You are viewing a plain text version of this content. The canonical link for it is here.
Posted to commits@beam.apache.org by bh...@apache.org on 2022/04/04 21:03:26 UTC

[beam] branch master updated: [BEAM-14157] GrpcWindmillServer: Use stream specific boolean to do client closed check (#17191)

This is an automated email from the ASF dual-hosted git repository.

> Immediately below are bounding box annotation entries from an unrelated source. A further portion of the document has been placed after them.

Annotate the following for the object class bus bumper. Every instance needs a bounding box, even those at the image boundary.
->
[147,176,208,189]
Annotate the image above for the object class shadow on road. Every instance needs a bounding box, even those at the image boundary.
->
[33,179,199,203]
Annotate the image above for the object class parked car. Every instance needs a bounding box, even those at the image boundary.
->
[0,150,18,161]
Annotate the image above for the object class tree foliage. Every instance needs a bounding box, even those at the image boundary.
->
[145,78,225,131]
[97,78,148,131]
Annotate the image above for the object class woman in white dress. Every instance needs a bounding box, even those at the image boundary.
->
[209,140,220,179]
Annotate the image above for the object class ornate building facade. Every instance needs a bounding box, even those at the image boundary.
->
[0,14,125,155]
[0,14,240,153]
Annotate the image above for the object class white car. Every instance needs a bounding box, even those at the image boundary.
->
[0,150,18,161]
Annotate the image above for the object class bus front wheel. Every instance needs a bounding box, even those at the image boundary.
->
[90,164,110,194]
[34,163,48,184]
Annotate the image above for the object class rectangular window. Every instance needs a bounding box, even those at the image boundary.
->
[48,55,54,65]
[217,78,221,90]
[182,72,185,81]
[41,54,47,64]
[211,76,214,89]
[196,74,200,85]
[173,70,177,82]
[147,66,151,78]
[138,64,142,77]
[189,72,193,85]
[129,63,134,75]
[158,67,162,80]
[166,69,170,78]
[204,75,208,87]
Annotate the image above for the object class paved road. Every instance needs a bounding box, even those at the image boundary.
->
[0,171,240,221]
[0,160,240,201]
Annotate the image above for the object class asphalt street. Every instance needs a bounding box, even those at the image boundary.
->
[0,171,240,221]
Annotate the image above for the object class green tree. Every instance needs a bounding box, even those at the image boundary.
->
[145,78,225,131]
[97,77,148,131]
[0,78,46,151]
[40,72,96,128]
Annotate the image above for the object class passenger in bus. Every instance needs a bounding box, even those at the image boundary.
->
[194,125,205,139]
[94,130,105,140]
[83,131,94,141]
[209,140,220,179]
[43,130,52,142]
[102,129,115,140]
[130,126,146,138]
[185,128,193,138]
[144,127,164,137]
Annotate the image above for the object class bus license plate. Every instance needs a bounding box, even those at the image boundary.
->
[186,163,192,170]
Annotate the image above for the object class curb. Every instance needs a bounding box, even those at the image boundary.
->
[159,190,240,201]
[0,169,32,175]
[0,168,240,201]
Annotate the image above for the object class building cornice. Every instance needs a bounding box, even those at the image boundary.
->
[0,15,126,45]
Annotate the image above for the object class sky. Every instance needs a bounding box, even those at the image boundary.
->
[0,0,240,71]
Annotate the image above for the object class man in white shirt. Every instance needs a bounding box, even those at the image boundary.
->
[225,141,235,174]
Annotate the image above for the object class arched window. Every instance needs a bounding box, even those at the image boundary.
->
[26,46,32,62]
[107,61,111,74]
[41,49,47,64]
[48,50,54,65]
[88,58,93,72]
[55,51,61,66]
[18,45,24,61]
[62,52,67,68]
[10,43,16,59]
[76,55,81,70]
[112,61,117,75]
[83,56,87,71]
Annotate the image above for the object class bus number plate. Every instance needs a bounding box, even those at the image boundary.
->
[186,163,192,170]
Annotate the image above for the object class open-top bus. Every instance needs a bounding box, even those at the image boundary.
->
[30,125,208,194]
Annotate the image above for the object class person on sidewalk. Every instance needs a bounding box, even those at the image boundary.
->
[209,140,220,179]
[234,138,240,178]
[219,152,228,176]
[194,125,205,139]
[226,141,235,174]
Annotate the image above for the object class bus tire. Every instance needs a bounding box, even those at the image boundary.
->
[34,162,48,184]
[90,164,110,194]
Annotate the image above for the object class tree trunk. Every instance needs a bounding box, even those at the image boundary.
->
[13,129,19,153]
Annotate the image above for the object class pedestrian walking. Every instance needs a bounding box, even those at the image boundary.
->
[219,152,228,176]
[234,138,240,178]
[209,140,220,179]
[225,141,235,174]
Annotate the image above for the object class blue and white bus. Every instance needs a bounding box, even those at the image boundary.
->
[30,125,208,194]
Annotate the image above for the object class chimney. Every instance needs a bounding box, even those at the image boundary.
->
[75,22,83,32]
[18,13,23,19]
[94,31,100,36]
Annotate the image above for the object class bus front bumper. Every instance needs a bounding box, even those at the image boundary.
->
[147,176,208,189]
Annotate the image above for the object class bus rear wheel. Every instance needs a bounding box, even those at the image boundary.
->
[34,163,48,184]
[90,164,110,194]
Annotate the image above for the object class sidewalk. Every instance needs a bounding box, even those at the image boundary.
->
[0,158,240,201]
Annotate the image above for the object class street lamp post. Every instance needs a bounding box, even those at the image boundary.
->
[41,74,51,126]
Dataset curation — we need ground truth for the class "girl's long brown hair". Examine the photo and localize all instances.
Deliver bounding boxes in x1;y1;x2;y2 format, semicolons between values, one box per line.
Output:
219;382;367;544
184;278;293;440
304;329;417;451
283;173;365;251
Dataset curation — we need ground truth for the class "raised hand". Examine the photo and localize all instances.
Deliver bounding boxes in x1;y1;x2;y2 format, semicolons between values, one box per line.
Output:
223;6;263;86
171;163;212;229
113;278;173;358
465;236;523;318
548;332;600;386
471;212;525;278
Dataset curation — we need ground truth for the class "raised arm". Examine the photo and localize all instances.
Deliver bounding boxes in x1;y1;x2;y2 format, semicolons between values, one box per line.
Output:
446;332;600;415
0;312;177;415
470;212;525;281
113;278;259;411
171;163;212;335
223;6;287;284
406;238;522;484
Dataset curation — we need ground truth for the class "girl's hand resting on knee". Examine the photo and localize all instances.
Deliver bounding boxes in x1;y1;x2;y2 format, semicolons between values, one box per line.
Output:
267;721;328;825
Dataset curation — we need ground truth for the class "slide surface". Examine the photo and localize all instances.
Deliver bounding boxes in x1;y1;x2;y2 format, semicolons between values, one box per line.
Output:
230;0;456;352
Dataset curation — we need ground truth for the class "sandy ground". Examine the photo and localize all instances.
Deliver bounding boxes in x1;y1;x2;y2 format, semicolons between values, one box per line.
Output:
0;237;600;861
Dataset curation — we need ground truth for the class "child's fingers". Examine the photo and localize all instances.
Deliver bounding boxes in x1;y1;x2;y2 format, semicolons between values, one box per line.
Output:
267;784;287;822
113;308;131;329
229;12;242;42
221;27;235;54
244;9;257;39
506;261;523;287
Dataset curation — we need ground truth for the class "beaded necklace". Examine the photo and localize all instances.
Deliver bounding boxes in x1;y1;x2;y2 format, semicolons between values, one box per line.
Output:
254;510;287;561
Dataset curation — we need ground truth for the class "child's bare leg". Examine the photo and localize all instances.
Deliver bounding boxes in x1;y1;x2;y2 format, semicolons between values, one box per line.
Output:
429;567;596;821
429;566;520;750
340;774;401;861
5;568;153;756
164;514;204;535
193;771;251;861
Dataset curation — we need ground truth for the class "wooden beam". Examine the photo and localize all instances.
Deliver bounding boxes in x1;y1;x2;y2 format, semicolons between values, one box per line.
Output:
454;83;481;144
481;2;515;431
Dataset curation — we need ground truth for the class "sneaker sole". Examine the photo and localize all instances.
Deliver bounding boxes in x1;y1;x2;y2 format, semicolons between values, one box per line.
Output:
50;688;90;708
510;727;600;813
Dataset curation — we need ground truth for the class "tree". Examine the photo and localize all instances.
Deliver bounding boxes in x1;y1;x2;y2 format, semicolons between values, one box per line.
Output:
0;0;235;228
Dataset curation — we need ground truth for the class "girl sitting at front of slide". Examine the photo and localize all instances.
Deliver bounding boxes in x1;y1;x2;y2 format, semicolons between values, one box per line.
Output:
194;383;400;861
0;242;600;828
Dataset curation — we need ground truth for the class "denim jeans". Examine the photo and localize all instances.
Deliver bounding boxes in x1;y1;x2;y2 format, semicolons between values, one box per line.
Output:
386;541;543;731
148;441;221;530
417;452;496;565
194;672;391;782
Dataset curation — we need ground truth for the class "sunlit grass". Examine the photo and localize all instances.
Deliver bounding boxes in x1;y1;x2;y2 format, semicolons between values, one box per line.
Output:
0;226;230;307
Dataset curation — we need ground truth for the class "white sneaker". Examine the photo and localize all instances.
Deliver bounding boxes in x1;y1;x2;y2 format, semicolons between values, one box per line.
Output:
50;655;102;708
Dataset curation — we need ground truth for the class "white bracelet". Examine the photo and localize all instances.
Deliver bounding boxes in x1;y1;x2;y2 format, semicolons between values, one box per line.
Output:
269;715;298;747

bhulette pushed a commit to branch master
in repository https://gitbox.apache.org/repos/asf/beam.git


The following commit(s) were added to refs/heads/master by this push:
     new 747e94b62d2 [BEAM-14157] GrpcWindmillServer: Use stream specific boolean to do client closed check (#17191)
747e94b62d2 is described below

commit 747e94b62d215e3456eea8ed5b7c68f9cc2c9242
Author: Arun Pandian <ar...@gmail.com>
AuthorDate: Mon Apr 4 14:03:18 2022 -0700

    [BEAM-14157] GrpcWindmillServer: Use stream specific boolean to do client closed check (#17191)
    
    * [BEAM-14157] GrpcWindmillServer: Use stream specific boolean to do client closed check
    
    This is a follow up to #17162. An AbstractWindmillStream can have more than one grpc stream during its lifetime, new streams can be created after client closed for sending pending requests. So it is not correct to check `if(clientClosed)` in `send()`, this PR adds a new grpc stream level boolean to do the closed check in `send()`.
    
    * [BEAM-14157] Add unit test testing CommitWorkStream retries around stream closing
    
    * [BEAM-14157] review comments
    
    * [BEAM-14157] review comments
    
    * [BEAM-14157] review comments
    
    * [BEAM-14157] fix test
    
    * [BEAM-14157] fix test
    
    Co-authored-by: Arun Pandian <pa...@google.com>
---
 .../worker/windmill/GrpcWindmillServer.java        |  11 +-
 .../worker/windmill/GrpcWindmillServerTest.java    | 272 +++++++++++++++------
 2 files changed, 209 insertions(+), 74 deletions(-)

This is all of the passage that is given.